I imagine more mature founders are confident enough to realize they can get
past the "hardship" of starting without sacrificing equity until deeper in the
process. If ur building apps, and ur a developer which u should be, and u have
been doing it for 10 years--and ur worth ur salt--u don't need YC to get up
and running. Younger coders living in their parents house who have it even
easier often fail to recognize that for the prospect of Silicon Valley big
wigs giving them pats on the back, and that's the problem here. It's basically
akin to recording labels signing young dumb talent who don't recognize their
capabilities and options. I know this first hand--as am I one such person
having gone through these progressions. I'm 31 and used to dream of YC and all
these people funding me. Now I don't want a single soul funding me beside
myself and I've aligned my interests and my development skills with a concept
I will be doing for the rest of my life. And I certainly don't want anyone in
control of my own destiny but me.

There are other formulas for success with software, especially if you are
deeply merged with what it is that u r doing, rather than just glomming on to
the first idea for its potential to make money or create impact, then
convincing yourself ur super passionate about home meal delivery. There are
people who have become billionaires 30 years down the line for sticking to
their guns and doing what they loved. In short I find the YC model extremely
shallow and results in lots of young people ever eager to feed their ego with
whatever idea will get them financial success, customers and "impact" as soon
as possible. Because of how hard it is most get punished for their greedy ego-
oriented thinking, ie through the pain of pushing such a thing through to
success. Those that manage to win have no guarantees they are happier for it.
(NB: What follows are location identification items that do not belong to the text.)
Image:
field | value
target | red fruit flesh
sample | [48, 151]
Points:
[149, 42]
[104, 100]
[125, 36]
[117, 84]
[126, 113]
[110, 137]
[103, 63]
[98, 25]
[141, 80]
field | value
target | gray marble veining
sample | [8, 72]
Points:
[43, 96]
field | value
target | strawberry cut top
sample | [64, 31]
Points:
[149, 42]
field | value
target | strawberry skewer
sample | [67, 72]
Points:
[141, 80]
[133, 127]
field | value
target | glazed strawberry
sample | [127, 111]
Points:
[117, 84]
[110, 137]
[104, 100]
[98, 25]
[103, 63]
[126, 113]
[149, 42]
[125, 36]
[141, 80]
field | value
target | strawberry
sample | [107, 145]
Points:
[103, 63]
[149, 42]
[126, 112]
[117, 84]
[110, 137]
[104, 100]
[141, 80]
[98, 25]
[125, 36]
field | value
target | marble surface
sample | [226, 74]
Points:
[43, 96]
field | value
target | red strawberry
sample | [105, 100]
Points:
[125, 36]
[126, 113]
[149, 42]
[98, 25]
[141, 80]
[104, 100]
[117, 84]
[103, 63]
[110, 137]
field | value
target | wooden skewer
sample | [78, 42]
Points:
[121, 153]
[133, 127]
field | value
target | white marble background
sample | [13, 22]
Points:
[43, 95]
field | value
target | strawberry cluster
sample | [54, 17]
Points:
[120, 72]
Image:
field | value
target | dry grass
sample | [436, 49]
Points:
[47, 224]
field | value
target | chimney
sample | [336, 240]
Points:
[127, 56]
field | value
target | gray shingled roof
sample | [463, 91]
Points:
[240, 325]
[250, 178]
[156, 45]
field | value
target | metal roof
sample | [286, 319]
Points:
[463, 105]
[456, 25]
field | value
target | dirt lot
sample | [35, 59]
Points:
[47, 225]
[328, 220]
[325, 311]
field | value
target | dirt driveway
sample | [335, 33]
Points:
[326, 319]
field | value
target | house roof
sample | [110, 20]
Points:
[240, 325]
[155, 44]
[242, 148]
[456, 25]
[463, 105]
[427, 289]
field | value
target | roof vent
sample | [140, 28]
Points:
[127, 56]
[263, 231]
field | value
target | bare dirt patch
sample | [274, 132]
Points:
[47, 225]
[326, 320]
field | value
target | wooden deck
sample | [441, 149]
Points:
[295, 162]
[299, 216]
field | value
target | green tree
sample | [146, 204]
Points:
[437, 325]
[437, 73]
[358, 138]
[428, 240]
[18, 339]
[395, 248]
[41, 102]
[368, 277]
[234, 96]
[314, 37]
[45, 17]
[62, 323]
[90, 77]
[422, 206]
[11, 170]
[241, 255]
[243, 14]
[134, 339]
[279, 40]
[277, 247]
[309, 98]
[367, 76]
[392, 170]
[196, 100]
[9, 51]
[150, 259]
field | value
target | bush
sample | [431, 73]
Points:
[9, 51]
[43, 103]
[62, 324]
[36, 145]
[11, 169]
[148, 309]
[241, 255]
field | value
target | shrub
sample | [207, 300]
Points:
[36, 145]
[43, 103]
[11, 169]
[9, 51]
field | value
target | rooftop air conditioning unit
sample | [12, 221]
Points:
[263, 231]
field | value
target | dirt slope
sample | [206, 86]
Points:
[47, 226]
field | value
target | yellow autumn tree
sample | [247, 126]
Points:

It's not the success that makes one happy, but how u go about it. Too often
than not it requires negative choices--just like Kalanick; I can't help but
imagine his internal world being anything less than a greedy STRESSFUL never
ending paper chase. Indicators of one's own internal world is what's going on
around them, and just look how dark and ugly it's been getting for Uber
lately. None of that sorta stuff is love and happiness. Paul Graham is a nice
guy, but id urge him to question the concepts he's putting out into the
universe. YC perpetuates ego ambition, not necessarily healthy growth. Good
for all u guys, ur all rockstars from the narrow perspective of startups. Now
achieve the same in ur personal life and in consciousness of ur own psychology
and intents. That's far more important and our true tests in this life. That's
not to say material success isnt important, but only up until it becomes a
distraction from mastering your own true intent.